We are pleased that SASSA has started distributing food relief. As the lead agency charged with social support to the poor in terms of the Social Assistance Act, they have an important role to play in helping communities through this tremendously difficult time. We hope that they continue to do more to help vulnerable communities – in line with their mandate, and we urge the national minister to reconsider her directive closing all of SASSA’s local offices during the lockdown period. We also look forward to working with National Government on their humanitarian relief programmes, and we hope to see these details soon.

With respect to the Western Cape Government’s emergency additional funding which was approved as a result of the lockdown: each individual request will be assessed by departmental officials based on the criteria set out below.

DSD social workers complete the screening and assessments of all beneficiaries, to ensure that those individuals who are the most vulnerable, benefit from the limited food parcels that are available.

The food parcels will support an average household for one month and will be based on the following qualifying criteria:

  • Households affected by COVID-19 infections in the following instances:

–   A member/s of the family who tested positive for the virus and are in quarantine in their homes.

–   A household where a member of the family who tested positive for the virus and who have insufficient means to sustain themselves during the lockdown period.

  • A person who is on medication or who suffers from a chronic illness and have insufficient means to sustain themselves, and was assessed and referred by a local clinic or registered health practitioner.
  • A person and their household who have insufficient means to sustain themselves during the lockdown period who was referred by a registered humanitarian relief agency, registered NPO or a municipal manager, and assessed by DSD. In this instance, persons not yet in receipt of SASSA grants, including the elderly, child headed houses, grant awaiting beneficiaries will be prioritised.

The current situation we find ourselves in is unprecedented and as the lockdown is set to continue until the end of the month, affecting the ability to earn a living across our province, we are likely to see more people needing assistance.

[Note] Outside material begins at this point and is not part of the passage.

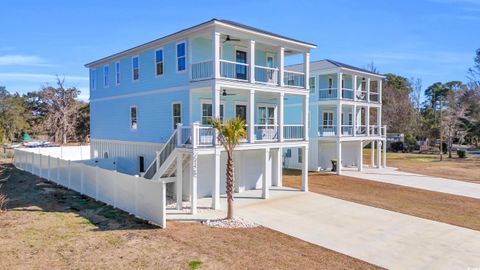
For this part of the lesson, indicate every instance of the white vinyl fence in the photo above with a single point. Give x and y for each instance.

This is something that is going to take effort from all levels of government and of society to solve. Now is the time for kindness, empathy and generosity. We know that this is a difficult time for many, but we call on those individuals, businesses and NGOs who are able to assist, to do so. To find out more about how to assist, visit the How You Can Help page at www.westerncape.gov.za/coronavirus. We thank all of those organisations and people who have stepped up to help their fellow citizens.